When science PhDs leave academia, they do it for their own reasons, according to a study appearing in CBE-Life Sciences Education.
The Jackson Laboratory for Genomic Medicine's Melanie Sinche and her colleagues surveyed nearly 3,700 science PhDs to ask them about their previous jobs within and outside academia as well as about what influenced their career choices. The respondents included 225 scientists belonging to under-represented minority groups.
Regardless of whether respondents worked in academia or not, they said working conditions, geographic location, intellectual challenge, and salary/benefits influenced their career choices.
The researchers further found that the desire for autonomy and for opportunities for their partner were associated with faculty career choice, while a desire for leadership was, intriguingly, negatively associated with faculty career choice.

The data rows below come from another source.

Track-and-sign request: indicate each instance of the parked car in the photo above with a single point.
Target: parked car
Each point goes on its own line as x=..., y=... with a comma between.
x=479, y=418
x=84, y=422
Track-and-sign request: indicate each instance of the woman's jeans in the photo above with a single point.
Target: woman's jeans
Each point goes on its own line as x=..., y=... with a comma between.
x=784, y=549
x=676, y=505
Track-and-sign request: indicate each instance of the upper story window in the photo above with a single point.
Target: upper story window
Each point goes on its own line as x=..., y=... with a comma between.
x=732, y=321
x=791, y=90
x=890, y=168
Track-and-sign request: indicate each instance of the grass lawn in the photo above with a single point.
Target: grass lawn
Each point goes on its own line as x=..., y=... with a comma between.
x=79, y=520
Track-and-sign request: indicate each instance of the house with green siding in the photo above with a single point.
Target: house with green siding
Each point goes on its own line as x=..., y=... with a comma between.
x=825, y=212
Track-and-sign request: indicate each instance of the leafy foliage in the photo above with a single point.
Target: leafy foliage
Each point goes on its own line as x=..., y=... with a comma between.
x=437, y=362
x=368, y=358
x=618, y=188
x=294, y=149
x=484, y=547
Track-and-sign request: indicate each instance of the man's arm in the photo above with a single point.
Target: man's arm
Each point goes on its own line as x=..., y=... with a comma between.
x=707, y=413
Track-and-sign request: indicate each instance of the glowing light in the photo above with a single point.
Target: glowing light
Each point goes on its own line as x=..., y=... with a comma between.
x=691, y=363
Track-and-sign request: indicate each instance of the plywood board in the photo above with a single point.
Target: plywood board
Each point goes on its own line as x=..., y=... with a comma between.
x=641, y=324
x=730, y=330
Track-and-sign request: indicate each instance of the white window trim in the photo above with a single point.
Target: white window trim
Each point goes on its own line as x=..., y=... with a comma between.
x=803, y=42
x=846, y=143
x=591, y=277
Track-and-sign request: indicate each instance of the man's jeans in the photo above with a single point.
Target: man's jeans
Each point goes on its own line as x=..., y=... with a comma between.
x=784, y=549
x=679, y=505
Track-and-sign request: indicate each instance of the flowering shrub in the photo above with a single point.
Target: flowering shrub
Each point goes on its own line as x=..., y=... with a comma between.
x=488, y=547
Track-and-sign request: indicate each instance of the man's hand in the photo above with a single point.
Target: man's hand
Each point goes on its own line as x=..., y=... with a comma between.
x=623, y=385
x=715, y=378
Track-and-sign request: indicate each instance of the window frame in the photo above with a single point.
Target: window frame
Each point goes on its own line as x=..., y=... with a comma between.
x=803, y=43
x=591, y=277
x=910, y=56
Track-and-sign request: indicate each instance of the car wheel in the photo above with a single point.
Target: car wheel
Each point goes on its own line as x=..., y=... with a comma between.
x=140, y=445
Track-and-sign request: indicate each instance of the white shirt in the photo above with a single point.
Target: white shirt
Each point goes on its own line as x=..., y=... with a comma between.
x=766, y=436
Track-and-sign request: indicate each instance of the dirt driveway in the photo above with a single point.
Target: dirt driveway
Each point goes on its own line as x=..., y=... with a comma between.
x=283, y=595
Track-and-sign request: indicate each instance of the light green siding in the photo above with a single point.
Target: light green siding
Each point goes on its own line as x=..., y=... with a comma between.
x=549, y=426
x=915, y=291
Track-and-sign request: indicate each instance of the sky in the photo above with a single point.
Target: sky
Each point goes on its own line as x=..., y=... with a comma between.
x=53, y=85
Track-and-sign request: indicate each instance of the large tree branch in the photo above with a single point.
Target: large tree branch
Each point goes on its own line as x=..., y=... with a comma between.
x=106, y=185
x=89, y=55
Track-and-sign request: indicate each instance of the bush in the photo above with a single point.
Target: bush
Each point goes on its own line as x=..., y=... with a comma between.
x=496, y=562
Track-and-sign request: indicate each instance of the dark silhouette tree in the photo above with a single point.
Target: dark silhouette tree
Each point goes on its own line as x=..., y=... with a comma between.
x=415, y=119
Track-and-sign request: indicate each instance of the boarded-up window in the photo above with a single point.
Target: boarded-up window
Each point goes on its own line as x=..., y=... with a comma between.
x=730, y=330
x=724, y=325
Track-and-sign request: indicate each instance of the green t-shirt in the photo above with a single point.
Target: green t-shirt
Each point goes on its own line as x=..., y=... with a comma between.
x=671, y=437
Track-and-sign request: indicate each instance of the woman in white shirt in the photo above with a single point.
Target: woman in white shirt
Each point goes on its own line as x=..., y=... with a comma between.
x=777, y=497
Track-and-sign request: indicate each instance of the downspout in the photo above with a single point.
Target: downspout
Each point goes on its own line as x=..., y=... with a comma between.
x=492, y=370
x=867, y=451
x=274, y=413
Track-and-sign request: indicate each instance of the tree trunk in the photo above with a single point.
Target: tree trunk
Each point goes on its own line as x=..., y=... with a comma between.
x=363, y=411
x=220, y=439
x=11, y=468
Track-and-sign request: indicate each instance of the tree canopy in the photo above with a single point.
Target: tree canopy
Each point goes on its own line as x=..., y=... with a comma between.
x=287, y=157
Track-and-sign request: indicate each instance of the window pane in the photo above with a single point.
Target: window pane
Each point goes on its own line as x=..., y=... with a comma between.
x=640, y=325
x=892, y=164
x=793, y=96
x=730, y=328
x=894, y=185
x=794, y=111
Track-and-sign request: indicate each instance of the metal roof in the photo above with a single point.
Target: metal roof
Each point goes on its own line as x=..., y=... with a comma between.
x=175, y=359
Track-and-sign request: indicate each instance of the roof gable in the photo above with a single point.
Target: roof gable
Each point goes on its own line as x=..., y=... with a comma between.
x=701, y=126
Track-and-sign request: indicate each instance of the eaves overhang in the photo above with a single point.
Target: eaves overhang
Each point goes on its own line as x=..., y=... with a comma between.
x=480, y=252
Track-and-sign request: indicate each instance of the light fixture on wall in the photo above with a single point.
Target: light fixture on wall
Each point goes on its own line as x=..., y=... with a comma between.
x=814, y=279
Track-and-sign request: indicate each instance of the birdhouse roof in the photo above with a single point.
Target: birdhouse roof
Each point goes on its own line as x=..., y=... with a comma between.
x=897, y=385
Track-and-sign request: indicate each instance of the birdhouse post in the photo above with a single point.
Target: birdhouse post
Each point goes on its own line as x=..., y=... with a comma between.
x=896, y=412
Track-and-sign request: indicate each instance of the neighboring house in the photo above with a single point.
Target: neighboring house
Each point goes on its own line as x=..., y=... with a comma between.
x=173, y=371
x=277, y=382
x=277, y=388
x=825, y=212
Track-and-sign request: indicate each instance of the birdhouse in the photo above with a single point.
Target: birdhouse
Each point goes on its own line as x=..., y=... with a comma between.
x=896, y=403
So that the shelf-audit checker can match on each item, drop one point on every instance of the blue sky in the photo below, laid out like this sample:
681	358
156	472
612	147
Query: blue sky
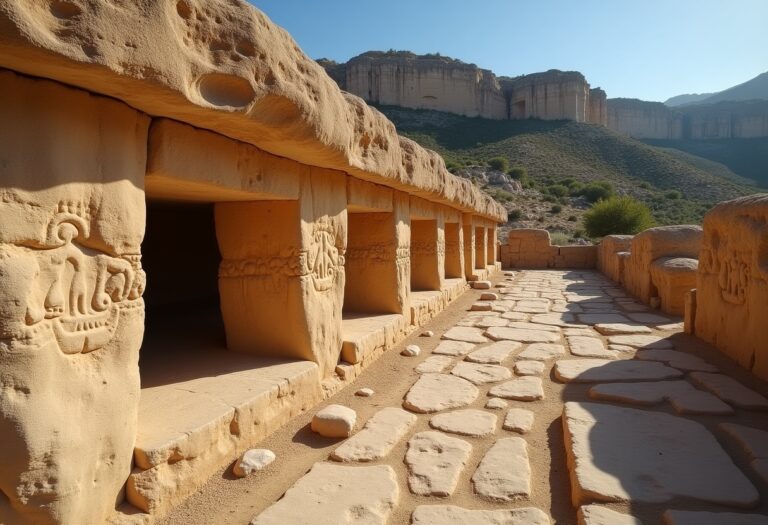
648	49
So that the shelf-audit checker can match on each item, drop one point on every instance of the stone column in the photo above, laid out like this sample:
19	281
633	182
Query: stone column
71	315
281	279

As Sinche and her colleagues report, most respondents said they made the choice to leave academia on their own, though there were some differences between well-represented and under-represented groups as to what influenced that choice. For under-represented minority respondents, neither family nor peer influence was associated with faculty career choice, though family influence was reported by well-represented respondents as affecting their faculty career choice. Well-represented respondents were also more likely to follow a faculty career path if a faculty advisor endorsed them, though this was not a significant factor in faculty career choice for under-represented minority respondents.
"Factors influencing career decisions, both perceived and actual, may be partially responsible for the departure of [under-represented minority] scientists from the academy," Sinche and her colleagues write. "As negative factors are identified and remedied, the academic research enterprise could more fully benefit from the skills, knowledge, and experience of the greater diversity of exceptional rising scientists."